Threat of Substitutes - High. Technology as a whole is incredibly competitive, not just the software and services sector. However, Symantec is well-established as a major security company that has a long history, and because of this, it already maintains a solid consumer base.

Bargaining Power of Suppliers - Weak. Symantec creates most of its own products and most of its suppliers are similar companies, anyway.

Bargaining Power of Buyers - Moderate. There are many large buyers, but the entire transition to focusing on enterprise can be costly and time-consuming for the companies involved.

Rivalry within the Industry - High. The entire industry is competitive in nature and there are always going to be major players competing with each other to release the latest and greatest product in security. As mentioned before, though, Symantec is already well-established.

Market Trend of Software as a Service

The entire SaaS industry is showing very steady growth and has a five-year CAGR of 14.6%. This is one of the best growth sectors in the entire technology industry, as the general trend seems to be a shift towards virtual enterprise, the cloud, and mobile. Symantec products that are based off of the Software as a Service model can truly benefit from this trend, and the company can see increased growth in the future.

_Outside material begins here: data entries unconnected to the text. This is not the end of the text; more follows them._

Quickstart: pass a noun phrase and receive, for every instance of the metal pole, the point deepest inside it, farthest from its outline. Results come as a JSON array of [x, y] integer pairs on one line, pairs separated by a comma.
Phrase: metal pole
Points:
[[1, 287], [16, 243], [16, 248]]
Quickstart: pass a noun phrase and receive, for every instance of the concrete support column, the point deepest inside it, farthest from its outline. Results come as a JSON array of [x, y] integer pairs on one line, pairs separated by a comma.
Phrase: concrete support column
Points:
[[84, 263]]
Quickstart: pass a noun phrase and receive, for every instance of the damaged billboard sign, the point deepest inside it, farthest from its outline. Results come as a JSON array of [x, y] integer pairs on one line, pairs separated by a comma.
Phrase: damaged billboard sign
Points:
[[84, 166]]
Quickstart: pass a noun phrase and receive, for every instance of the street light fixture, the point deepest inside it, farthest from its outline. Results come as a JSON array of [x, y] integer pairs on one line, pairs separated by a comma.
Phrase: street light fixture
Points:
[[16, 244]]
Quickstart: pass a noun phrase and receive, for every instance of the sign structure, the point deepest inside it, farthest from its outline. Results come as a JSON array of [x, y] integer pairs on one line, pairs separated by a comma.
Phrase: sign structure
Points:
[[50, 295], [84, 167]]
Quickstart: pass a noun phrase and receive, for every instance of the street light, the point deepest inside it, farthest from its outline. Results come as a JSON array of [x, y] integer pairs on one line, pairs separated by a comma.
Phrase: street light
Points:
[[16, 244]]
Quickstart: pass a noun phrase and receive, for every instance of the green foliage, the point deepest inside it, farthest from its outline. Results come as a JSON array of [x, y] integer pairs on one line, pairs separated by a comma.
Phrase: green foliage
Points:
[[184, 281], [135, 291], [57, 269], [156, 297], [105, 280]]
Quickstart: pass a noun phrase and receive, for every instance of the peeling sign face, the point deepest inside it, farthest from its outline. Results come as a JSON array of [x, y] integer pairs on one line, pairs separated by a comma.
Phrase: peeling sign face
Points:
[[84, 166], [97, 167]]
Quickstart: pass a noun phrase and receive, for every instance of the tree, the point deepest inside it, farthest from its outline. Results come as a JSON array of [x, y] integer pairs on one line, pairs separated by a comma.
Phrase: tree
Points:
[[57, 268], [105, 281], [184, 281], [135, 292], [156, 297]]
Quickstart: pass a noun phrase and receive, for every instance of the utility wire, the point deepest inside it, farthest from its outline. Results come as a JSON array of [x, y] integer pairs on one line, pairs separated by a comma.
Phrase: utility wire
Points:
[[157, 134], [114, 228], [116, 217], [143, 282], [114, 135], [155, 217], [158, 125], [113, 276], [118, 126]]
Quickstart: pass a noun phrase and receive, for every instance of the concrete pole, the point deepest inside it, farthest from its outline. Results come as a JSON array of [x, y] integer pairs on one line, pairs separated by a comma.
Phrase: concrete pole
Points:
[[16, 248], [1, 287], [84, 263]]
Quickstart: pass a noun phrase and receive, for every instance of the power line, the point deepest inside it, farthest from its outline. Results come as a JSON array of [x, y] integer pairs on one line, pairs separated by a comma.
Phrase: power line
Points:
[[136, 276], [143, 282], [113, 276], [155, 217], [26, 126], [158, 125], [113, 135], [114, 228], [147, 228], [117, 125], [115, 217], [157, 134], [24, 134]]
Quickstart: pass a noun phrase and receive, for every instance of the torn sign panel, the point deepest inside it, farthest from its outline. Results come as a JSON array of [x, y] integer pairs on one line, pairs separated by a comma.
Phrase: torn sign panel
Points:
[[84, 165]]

Investment Risks and Going Forward

One of the biggest risks that Symantec faces right now is the question as to whether or not it can find the correct CEO to manage the company. It fired Steve Bennett in March of this year for reasons such as lack of quality innovation and declining sales figures, and replaced him with interim CEO Michael Brown. Symantec's management is looking to continue Bennett's vision of becoming larger in the enterprise sphere of security, so it is hopeful that whoever will take over the company next has a vision that remains true to Symantec's current restructuring.

Another concern that is held towards the company is its seemingly poor relative valuation. The company is very red in many categories including profitability and solvency, but this can be explained through its current strategy change. As Symantec continues to make moves into enterprise and focusing on businesses, it can increase its margins and return ratios by becoming a leading provider for big data protection. Also, it is not necessarily a bad thing that the company has such high debt. It is not a good picture right now, of course, but it could mean that it is looking to finance its new activities through liabilities, and in time, it can pay it back off. The company's key ratios are generally fantastic, though, with lower P/E, P/B, and EV/EBITDA than its peers to indicate that it is undervalued.

Going forward, Symantec seems like a great investment just based off of the latest trends regarding big data, virtual enterprise, and the shift towards business-based protection. If Symantec can capitalize on these trends and shift its attention away from consumer-based products, it probably will not be a surprise to anybody that its future revenues and market share will increase and keep the company steady as a security powerhouse.

Final Take and Conclusion

Big data protection is on the minds of everyone after the Target data breach late last year. As a large company in the security sphere, business leaders and consumers will start looking at Symantec to see what they do in reaction. With their new focus on enterprise and businesses, Symantec has the ability to revitalize its business and take it to new areas unseen before.

If you need exposure to enterprise or security, long SYMC.

Disclosure: I have no positions in any stocks mentioned, and no plans to initiate any positions within the next 72 hours. I wrote this article myself, and it expresses my own opinions. I am not receiving compensation for it (other than from Seeking Alpha). I have no business relationship with any company whose stock is mentioned in this article.